P-GRADE Portal
From EGEE-see WIki
Contents |
Introduction
P-GRADE Portal (Parallel Grid Run-time and Application Development Environment) is a service rich graphical environment for the development, execution and monitoring of data-driven grid applications. P-GRADE Portal supports workflow and parameter study applications built up from various types of sequential and parallel components (jobs or services). The tool hide low level grid specific access mechanisms with abstract, technology neutral graphical interfaces, making even non expert users capable of defining and executing distributed applications on Globus 2, Globus 4, LCG and gLite based computing infrastructures. Workflows and workflow based parameter studies are portable between grid platforms by the P-GRADE Portal without learning new systems or re-engineering program code. The tool itself is developed by an open alliance and its different installations operate as central services for several grid based VOs around the world. This document aims at providing information on the usage of P-GRADE Portal in grid application development and gridification. Further information about the tool can be found at www.portal.p-grade.hu.
Stucture of P-GRADE Portal
P-GRADE Grid Portal is implemented as a two layer architecture:
- The lower layer is a set of services built on top of the most widely used grid middleware components. These services enable more complex and abstract user - grid interactions than standard grid middleware services do. This layer mostly consists of Linux scripts and C programs.

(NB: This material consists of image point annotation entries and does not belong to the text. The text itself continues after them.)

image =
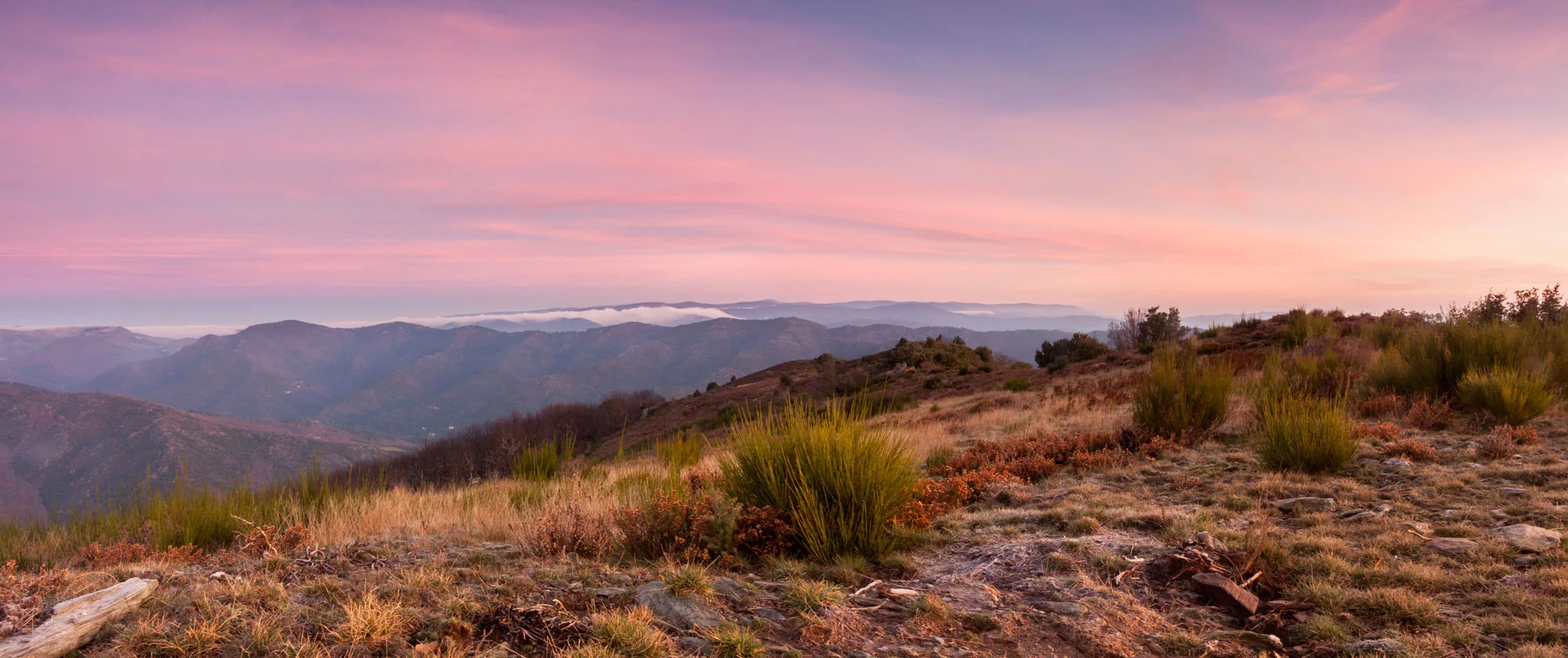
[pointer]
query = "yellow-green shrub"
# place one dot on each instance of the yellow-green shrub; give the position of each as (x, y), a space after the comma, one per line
(838, 480)
(1181, 394)
(1305, 434)
(1509, 395)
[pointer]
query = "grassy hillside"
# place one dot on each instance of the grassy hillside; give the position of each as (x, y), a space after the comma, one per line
(1340, 499)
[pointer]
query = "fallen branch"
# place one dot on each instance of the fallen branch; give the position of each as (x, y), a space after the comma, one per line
(78, 621)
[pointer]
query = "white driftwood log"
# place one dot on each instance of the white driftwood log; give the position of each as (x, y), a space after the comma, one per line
(74, 623)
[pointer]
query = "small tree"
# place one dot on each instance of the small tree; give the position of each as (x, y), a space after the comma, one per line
(1147, 329)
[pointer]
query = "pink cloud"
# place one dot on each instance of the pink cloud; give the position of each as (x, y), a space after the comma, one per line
(255, 152)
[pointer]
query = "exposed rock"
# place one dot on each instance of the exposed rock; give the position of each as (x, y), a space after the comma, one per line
(1227, 594)
(683, 612)
(1304, 505)
(1069, 609)
(1268, 643)
(771, 615)
(1530, 538)
(1451, 546)
(1390, 648)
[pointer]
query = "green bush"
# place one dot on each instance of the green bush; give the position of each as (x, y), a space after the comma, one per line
(1509, 395)
(840, 482)
(543, 461)
(1304, 326)
(1183, 395)
(1431, 359)
(1305, 434)
(681, 450)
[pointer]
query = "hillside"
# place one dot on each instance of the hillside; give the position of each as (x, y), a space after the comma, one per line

- The higher layer contains graphical user interfaces implemented as JSR168 compliant web portlets. These portlets are written in Java. This layer hides the grid middleware services and the P-GRADE Portal service layer behind intuitive graphical interfaces.
Typical P-GRADE Portal use cases
The P-GRADE Grid Portal support both developers of new grid application and users of already gridified applications. The high level service layer enables the quick composition of grid applications from existing legacy components, while the graphical interface layer significantly improves the quality and user friendlyness of grid application execution and monitoring.
Application developer use case
The use case consists of several substeps. In the first step the developer defines the structure of the grid application as a directred acyclic workflow graph. Then he/she tests the logical correctness of the application by executing it on some sample input data. As the last step he/she scales up the workflow to a parametric study, providing larger input data set for the execution.
Workflow development phase
- The user logs in to the portal and opens the workflow editor component.
- Defines the workflow level of the grid application by combining sequential or parallel batch jobs into a data driven directed acyclic graph. Components of the graph can be executable binary codes that are available on the client machine, on the portal server, or on the computing elements of the grid.
Workflow testing phase
- The user provides sample input files for the workflow that can be used for test execution. The purpose of the test execution is to check the correctness of the workflow logic. Input files for the test execution can come from the client machine or from grid storage elements.
- The application is saved, as a result all the client side binary and input files are uploaded into the storage space allocated for the user on the portal server.
- The “Certificates” portlet is opened and short term proxy credential are imported from MyProxy servers. These proxy certificates are required for user authentication at the grid infrastructure level.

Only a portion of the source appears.